Der deutsche Literaturnobelpreisträger Günter Grass hat am Dienstag in privatem Rahmen seinen 80. Geburtstag gefeiert. Überraschend sei Außenminister Frank-Walter Steinmeier (SPD) zu Besuch gekommen und habe gratuliert, teilte Grass’ Sekretariat in Lübeck mit.

Der Schriftsteller und Bildhauer wohnt in Behlendorf (Schleswig-Holstein). Größere Feiern in der Öffentlichkeit sind in den nächsten Tagen in Hamburg (18.10.), Göttingen (20.10.) und als Höhepunkt am 27. Oktober in Lübeck mit einer Rede des Bundespräsidenten geplant. Am selben Tag will Grass mit seiner Großfamilie feiern und – wie er es bei runden Geburtstagen früher gemacht hat – einen Kopfstand wagen.

Die in Berlin erscheinende „tageszeitung“ (taz) „verzierte“ Grass zu Ehren am Dienstag viele Persönlichkeiten auf Fotos mit Schnurrbärten, darunter den russischen Präsidenten Wladimir Putin und Familienministerin Ursula von der Leyen (CDU) – sogar Eisbär Knut wurde „verziert“.

Der Regisseur der oscarprämierten „Blechtrommel“-Verfilmung, Volker Schlöndorff, würdigte Grass als einen „sehr sensiblen und sehr treuen Freund über 30 Jahre“. Im „Morgenmagazin“ des ZDF äußerte sich der 68-jährige Schlöndorff über seine Zusammenarbeit und Freundschaft mit dem Literaturnobelpreisträger.

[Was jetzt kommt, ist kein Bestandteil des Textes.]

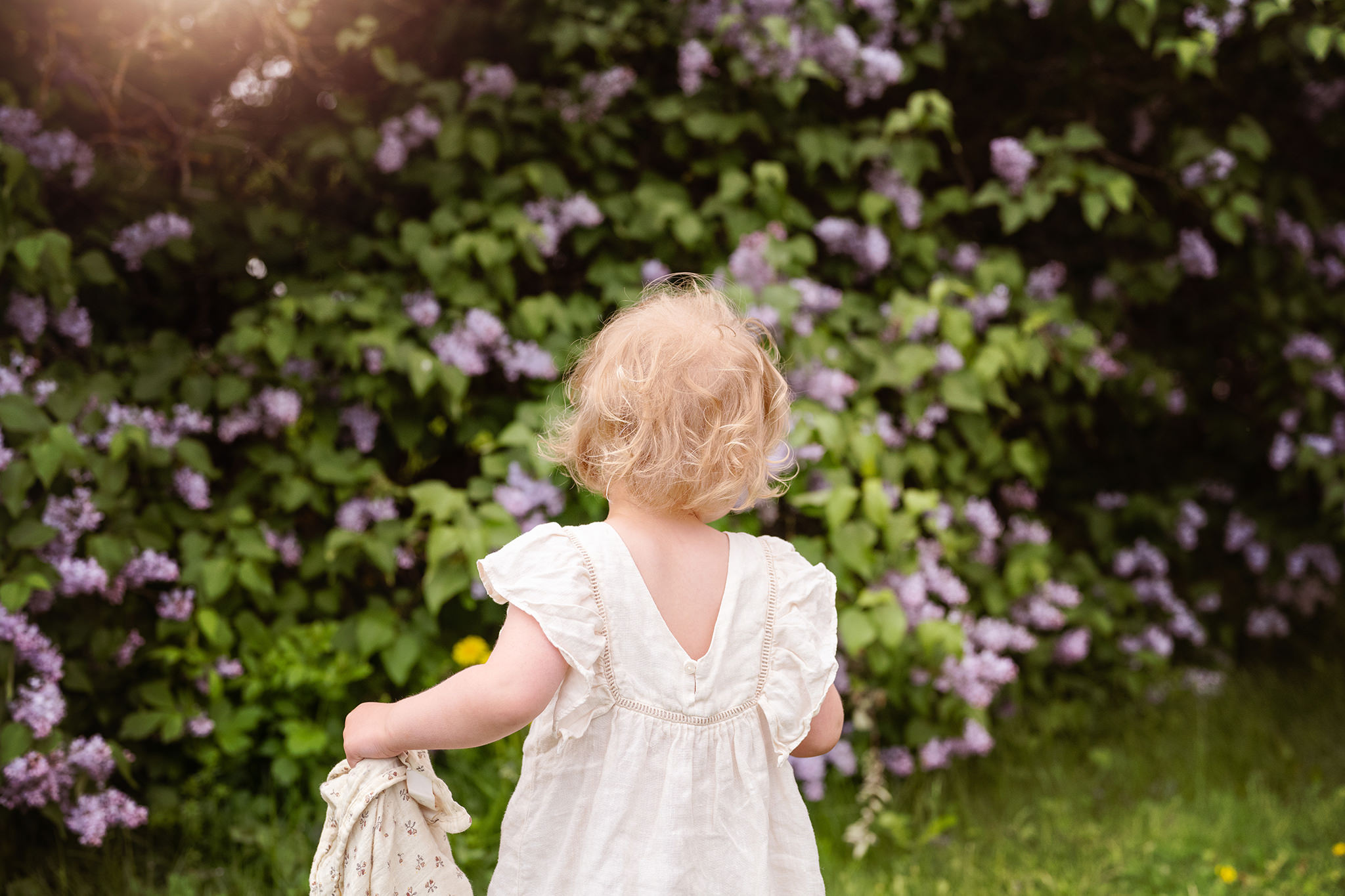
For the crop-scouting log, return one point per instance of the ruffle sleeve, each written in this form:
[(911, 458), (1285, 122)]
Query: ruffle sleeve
[(803, 658), (544, 574)]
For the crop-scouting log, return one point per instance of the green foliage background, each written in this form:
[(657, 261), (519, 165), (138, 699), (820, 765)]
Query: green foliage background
[(680, 179)]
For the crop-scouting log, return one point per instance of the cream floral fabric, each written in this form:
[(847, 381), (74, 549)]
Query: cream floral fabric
[(386, 832)]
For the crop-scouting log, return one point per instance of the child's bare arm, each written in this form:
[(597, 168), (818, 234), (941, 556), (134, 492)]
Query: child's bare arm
[(474, 707), (826, 727)]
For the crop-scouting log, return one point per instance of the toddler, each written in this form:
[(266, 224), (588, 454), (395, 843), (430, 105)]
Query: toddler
[(669, 668)]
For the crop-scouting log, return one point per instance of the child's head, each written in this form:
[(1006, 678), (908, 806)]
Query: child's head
[(677, 402)]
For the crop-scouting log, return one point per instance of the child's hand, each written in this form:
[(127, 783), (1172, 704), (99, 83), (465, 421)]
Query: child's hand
[(366, 733)]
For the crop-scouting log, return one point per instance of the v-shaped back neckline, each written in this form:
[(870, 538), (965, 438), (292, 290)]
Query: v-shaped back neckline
[(726, 599)]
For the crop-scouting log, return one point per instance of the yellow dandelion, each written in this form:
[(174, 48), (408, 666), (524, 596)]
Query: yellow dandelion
[(471, 651)]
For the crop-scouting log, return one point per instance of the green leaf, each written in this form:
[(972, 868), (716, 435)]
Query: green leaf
[(1250, 137), (139, 726), (374, 631), (876, 504), (1095, 209), (15, 740), (214, 628), (1080, 137), (920, 500), (856, 630), (962, 391), (892, 624), (18, 414), (441, 582), (303, 738), (217, 575), (29, 534), (1320, 41), (400, 658), (96, 269), (939, 639), (1025, 458), (437, 500), (910, 363)]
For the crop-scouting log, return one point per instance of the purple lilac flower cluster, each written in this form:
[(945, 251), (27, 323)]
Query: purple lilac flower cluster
[(29, 314), (653, 270), (481, 336), (530, 501), (1196, 255), (1220, 26), (1331, 240), (38, 779), (148, 566), (401, 135), (1328, 377), (825, 385), (990, 307), (269, 412), (359, 513), (1044, 608), (1191, 521), (1046, 282), (422, 308), (938, 752), (1147, 567), (923, 429), (362, 422), (47, 151), (813, 770), (192, 488), (748, 264), (693, 62), (163, 431), (558, 217), (1216, 165), (814, 300), (1012, 163), (865, 66), (177, 605), (160, 228), (598, 91), (490, 81), (38, 703), (865, 244)]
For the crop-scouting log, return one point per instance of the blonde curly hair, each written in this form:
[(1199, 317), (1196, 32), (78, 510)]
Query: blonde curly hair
[(680, 399)]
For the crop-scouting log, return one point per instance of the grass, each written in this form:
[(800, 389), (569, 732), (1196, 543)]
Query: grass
[(1157, 801), (1241, 793)]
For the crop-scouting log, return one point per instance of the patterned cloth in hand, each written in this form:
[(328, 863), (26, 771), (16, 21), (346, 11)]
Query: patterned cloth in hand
[(386, 832)]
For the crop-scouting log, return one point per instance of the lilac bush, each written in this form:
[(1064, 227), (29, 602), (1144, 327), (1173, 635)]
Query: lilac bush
[(244, 480)]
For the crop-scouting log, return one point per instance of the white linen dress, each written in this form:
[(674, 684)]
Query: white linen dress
[(653, 773)]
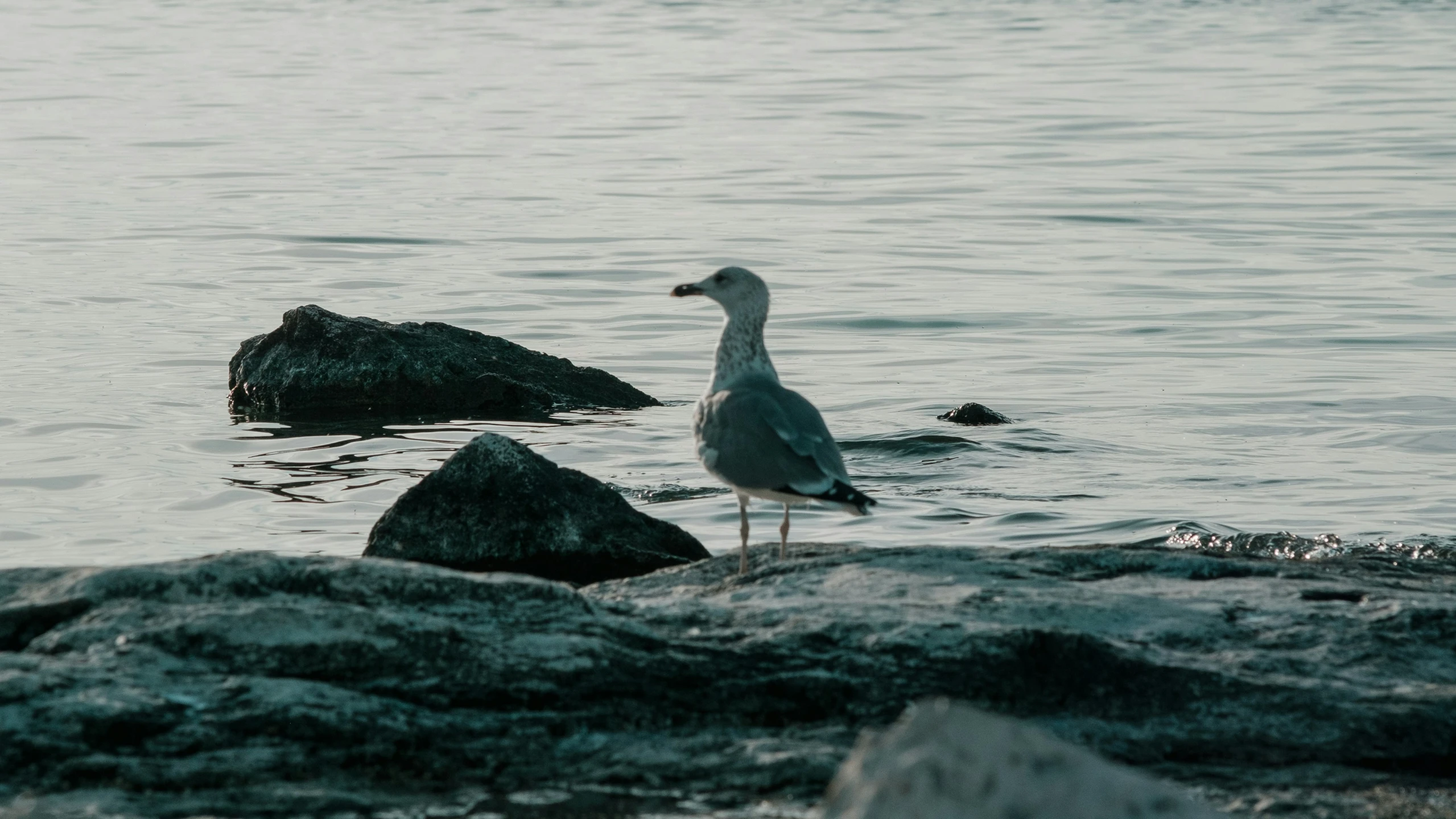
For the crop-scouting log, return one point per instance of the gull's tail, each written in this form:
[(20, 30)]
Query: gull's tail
[(853, 501)]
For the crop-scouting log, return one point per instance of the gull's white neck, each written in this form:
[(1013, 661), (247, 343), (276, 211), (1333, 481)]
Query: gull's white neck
[(740, 350)]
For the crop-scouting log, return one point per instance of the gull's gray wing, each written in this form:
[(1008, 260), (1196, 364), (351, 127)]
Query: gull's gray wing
[(761, 436)]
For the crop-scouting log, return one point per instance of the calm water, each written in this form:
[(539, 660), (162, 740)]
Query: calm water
[(1205, 252)]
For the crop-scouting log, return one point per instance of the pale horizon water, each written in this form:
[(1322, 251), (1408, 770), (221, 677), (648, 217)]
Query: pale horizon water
[(1205, 254)]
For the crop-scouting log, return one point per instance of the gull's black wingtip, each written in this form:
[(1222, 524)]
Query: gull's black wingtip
[(845, 494)]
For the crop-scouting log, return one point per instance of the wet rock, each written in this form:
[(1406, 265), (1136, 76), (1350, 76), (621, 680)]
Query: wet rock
[(946, 760), (319, 364), (498, 507), (975, 415), (252, 684)]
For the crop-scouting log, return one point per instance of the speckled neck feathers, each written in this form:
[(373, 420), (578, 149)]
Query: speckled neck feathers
[(740, 350)]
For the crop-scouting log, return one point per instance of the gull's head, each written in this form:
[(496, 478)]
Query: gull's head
[(736, 288)]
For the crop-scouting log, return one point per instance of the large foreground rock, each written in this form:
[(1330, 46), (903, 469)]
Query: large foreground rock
[(946, 760), (498, 507), (319, 364), (261, 685)]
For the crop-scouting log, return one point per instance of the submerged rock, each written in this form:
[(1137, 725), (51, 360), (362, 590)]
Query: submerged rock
[(975, 415), (254, 685), (946, 760), (498, 507), (319, 364)]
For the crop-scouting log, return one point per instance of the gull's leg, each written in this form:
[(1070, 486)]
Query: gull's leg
[(784, 534), (743, 534)]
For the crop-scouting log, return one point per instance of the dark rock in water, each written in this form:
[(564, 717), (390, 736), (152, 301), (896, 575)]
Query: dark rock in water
[(319, 364), (258, 685), (975, 415), (947, 760), (498, 507)]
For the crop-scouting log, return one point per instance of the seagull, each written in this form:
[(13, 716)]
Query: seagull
[(753, 434)]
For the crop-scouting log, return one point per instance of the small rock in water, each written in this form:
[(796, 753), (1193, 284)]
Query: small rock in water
[(498, 507), (946, 760), (975, 415), (319, 364)]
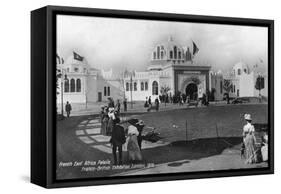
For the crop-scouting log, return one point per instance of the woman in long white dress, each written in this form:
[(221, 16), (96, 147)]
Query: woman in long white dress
[(134, 153), (249, 140)]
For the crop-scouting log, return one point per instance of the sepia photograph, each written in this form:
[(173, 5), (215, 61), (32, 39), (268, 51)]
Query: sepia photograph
[(145, 97)]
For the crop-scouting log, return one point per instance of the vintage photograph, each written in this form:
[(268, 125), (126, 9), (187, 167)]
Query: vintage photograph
[(139, 97)]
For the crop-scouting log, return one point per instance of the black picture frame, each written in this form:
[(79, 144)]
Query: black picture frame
[(43, 99)]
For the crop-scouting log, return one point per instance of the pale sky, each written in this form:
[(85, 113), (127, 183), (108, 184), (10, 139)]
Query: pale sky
[(126, 43)]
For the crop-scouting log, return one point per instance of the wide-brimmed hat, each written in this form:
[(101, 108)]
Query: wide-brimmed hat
[(133, 121), (247, 117), (140, 122), (111, 109)]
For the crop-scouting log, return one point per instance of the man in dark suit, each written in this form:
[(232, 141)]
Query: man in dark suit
[(117, 140)]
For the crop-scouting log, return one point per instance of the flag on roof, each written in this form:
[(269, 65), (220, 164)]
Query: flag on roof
[(195, 48), (77, 56)]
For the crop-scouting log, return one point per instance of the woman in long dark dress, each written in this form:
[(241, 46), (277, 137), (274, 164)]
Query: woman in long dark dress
[(249, 140), (104, 121), (134, 152)]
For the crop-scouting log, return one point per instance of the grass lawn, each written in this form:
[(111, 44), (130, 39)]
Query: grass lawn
[(201, 125), (202, 122)]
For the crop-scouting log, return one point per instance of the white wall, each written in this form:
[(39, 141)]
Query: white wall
[(15, 99)]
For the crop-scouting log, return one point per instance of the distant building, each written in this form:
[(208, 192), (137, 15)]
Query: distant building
[(242, 81), (171, 66)]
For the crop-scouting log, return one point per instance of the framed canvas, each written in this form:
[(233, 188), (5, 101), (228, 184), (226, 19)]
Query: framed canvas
[(126, 96)]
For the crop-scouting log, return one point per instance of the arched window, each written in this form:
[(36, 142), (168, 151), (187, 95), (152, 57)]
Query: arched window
[(158, 52), (162, 54), (155, 88), (72, 85), (127, 86), (239, 72), (175, 52), (142, 86), (78, 85), (104, 91), (66, 86), (108, 91), (146, 86)]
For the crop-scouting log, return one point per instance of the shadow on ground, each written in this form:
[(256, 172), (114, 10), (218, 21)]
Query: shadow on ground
[(190, 150)]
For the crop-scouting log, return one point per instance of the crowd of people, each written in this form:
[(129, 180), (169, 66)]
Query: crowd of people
[(249, 149), (110, 126), (181, 98)]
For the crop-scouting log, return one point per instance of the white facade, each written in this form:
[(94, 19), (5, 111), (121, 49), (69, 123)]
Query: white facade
[(171, 66), (243, 81)]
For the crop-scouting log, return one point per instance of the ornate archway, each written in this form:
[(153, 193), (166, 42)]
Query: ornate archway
[(191, 90)]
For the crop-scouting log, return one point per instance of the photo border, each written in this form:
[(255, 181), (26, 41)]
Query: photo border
[(53, 11)]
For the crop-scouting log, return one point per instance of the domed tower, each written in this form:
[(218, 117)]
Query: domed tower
[(76, 64), (170, 52), (240, 68)]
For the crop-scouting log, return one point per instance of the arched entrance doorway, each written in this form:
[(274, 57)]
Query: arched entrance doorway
[(191, 90)]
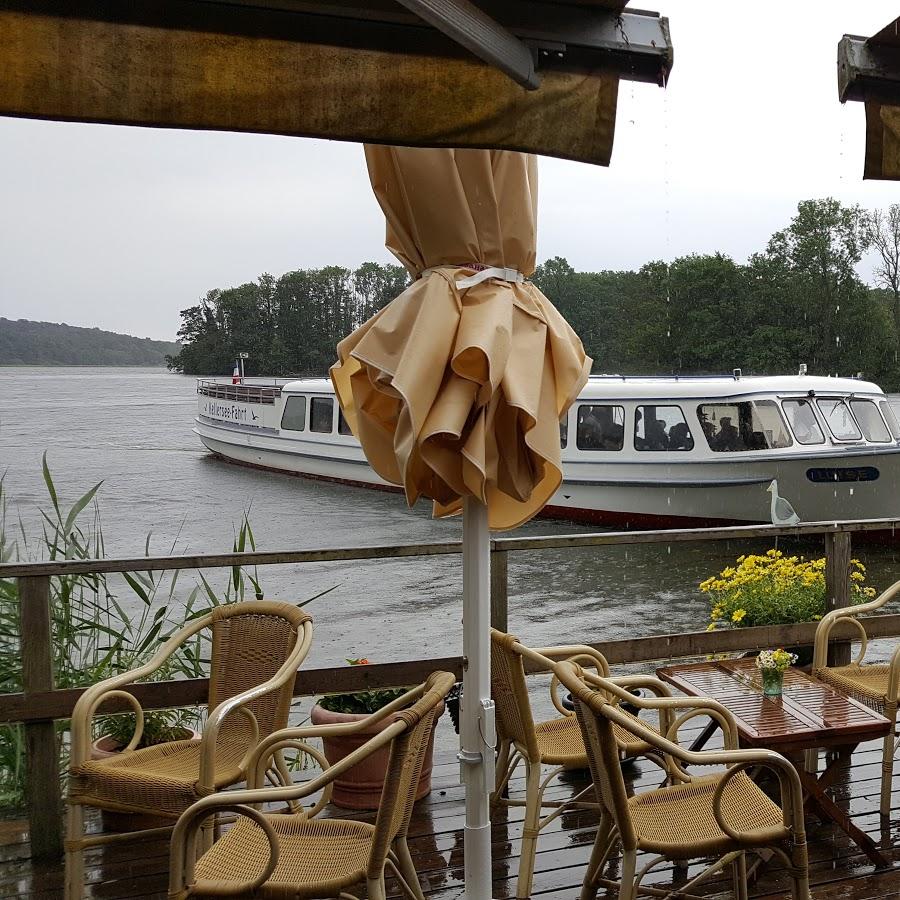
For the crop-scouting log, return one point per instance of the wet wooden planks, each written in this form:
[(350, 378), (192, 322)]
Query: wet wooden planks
[(837, 868)]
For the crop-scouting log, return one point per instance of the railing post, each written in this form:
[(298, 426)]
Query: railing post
[(499, 590), (42, 789), (837, 587)]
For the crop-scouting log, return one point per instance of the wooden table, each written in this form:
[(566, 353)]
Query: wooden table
[(809, 715)]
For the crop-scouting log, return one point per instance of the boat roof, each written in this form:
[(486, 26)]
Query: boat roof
[(678, 386)]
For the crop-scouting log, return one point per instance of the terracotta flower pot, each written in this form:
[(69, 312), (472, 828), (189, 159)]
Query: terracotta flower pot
[(105, 747), (360, 787)]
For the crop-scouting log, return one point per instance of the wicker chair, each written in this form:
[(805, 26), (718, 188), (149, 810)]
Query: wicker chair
[(257, 648), (721, 815), (298, 855), (556, 742), (878, 686)]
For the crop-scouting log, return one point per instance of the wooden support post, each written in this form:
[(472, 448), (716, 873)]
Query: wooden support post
[(42, 789), (837, 588), (499, 590)]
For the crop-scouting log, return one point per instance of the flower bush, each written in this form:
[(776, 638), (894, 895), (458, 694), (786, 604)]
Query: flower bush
[(360, 702), (775, 660), (774, 589)]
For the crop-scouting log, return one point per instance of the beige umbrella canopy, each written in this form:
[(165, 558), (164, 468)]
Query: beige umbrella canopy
[(456, 388)]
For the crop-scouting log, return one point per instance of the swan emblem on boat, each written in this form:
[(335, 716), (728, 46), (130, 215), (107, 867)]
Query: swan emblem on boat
[(782, 512)]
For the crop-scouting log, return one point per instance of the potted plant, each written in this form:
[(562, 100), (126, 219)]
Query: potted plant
[(774, 589), (360, 787), (772, 665)]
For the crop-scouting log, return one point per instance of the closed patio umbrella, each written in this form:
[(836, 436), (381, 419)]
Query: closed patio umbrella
[(455, 389)]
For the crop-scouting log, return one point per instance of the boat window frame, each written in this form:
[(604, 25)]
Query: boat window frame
[(771, 403), (889, 439), (616, 407), (844, 401), (890, 417), (284, 412), (638, 411), (342, 421), (323, 398), (823, 437)]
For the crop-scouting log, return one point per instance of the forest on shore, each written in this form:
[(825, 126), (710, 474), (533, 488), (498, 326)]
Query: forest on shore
[(798, 300), (27, 343)]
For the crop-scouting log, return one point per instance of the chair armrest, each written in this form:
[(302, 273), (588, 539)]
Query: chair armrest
[(97, 694), (829, 620), (286, 671), (669, 708)]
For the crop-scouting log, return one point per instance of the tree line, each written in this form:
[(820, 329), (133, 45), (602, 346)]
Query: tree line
[(26, 343), (800, 300)]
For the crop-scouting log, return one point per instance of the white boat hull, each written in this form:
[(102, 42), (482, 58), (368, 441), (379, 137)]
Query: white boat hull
[(629, 494)]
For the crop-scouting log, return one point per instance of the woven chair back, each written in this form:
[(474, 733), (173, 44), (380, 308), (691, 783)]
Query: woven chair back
[(510, 693), (602, 752), (250, 642), (408, 751)]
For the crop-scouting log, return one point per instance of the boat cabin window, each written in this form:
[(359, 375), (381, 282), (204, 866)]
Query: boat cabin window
[(839, 418), (321, 414), (294, 416), (343, 426), (661, 428), (870, 421), (890, 418), (600, 427), (803, 422), (740, 426)]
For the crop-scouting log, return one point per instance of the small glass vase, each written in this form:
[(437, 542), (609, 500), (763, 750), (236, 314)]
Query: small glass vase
[(773, 682)]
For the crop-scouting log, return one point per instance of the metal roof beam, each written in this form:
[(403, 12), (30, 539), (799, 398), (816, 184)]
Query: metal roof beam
[(473, 29), (868, 71)]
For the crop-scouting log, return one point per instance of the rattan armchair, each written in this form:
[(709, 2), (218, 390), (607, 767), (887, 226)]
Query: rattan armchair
[(721, 815), (556, 742), (256, 650), (878, 686), (299, 855)]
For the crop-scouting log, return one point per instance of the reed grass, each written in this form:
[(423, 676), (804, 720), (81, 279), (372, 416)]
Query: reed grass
[(102, 626)]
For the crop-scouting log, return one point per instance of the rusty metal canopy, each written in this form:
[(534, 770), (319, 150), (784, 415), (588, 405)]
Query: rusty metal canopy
[(869, 71), (536, 75)]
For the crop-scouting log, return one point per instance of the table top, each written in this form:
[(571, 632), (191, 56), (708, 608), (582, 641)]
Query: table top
[(809, 714)]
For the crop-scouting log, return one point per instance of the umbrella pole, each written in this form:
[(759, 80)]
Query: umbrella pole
[(477, 731)]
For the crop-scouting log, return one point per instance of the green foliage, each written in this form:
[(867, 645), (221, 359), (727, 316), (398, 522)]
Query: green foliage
[(288, 325), (774, 589), (360, 702), (98, 631), (24, 343)]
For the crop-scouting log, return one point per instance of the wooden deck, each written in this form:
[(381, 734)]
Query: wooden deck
[(838, 870)]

Grass habe auf der ganzen Welt viele Freunde und sei auch „eine ganz andere Person, als die, die er so polternd in der Öffentlichkeit gibt“.

Grass sei „manchmal nicht leicht im Umgang“ und mit seiner Künstlernatur verstehe er es auch, „sich zu verschanzen und abzusichern“. Das erkläre auch, „warum er gewisse Geheimnisse – und ich weiß ja nicht, welche noch – für sich behalten hat“. Auf die für viele überraschende Entdeckung der früheren Zugehörigkeit zur Waffen-SS des 17-jährigen Grass am Ende des Krieges angesprochen meinte Schlöndorff: „Natürlich war ich von den Socken, als ich das gelesen habe…Ich habe gedacht, hier ist dieses Denkmal Günter Grass und in diesem Denkmal ist der kleine Oskar Matzerath und der hat jetzt einen Sprengsatz gelegt, damit das Monument explodiert oder endlich runter vom Sockel ist und wieder als normaler Mensch auftreten kann.“

Der US-Schriftsteller John Irving, mit dem Grass seit Jahren befreundet ist, würdigte den deutschen Literaturnobelpreisträger als „Held“ und „Vorbild“. In der „Frankfurter Rundschau“ (Dienstag) meinte der 65-jährige Irving, der die Geburtstagsfeiern in Lübeck und Göttingen besuchen will, die Lektüre der „Blechtrommel“ im Alter von 19 oder 20 Jahren habe ihm gezeigt, wie er Schriftsteller werden könne. Die Autobiografie „Beim Häuten der Zwiebel“ mit dem überraschenden Bekenntnis von Grass, am Ende des Krieges als 17- Jähriger noch bei der Waffen-SS gewesen zu sein, bezeichnete Irving als „ein schmerzliches Bekenntnis“.

Springer-Vorstandschef Mathias Döpfner, mit dem Grass 2006 ein Streitgespräch geführt hatte, schrieb im „Hamburger Abendblatt“ (Dienstag): „Gerade das Ambivalente macht diesen Künstler aus, der, wie kein anderer zum Sinnbild nachkriegsdeutscher Widersprüche geworden ist.“ Seine Gedichte werden nach Ansicht Döpfners „erst erkannt werden, wenn der Schlagschatten der Tagesrhetorik sie nicht mehr verdeckt“.

Der Vorsitzende des Bundestagskulturausschusses, Hans-Joachim Otto (FDP), würdigte Grass als einen „großartigen kulturellen Botschafter unseres Landes“. Die Grünen-Vorsitzende Claudia Roth nannte Grass am Dienstag „eine der prägenden Gestalten des Landes“ seit einem halben Jahrhundert. Grass scheue auch vor harten Konflikten nicht zurück – „Auseinandersetzungen, in denen er oft wenig fair behandelt wurde und wo ihm auch Feindschaft entgegen schlug“.

Die österreichische Literaturkritikerin Sigrid Löffler sagte im Deutschlandfunk, „Grass ist seit einem halben Jahrhundert von Bedeutung für die politische und moralische Selbstverständigung des Landes“. Allerdings seien die politischen Interventionen des Autors nicht mehr so wirksam wie früher.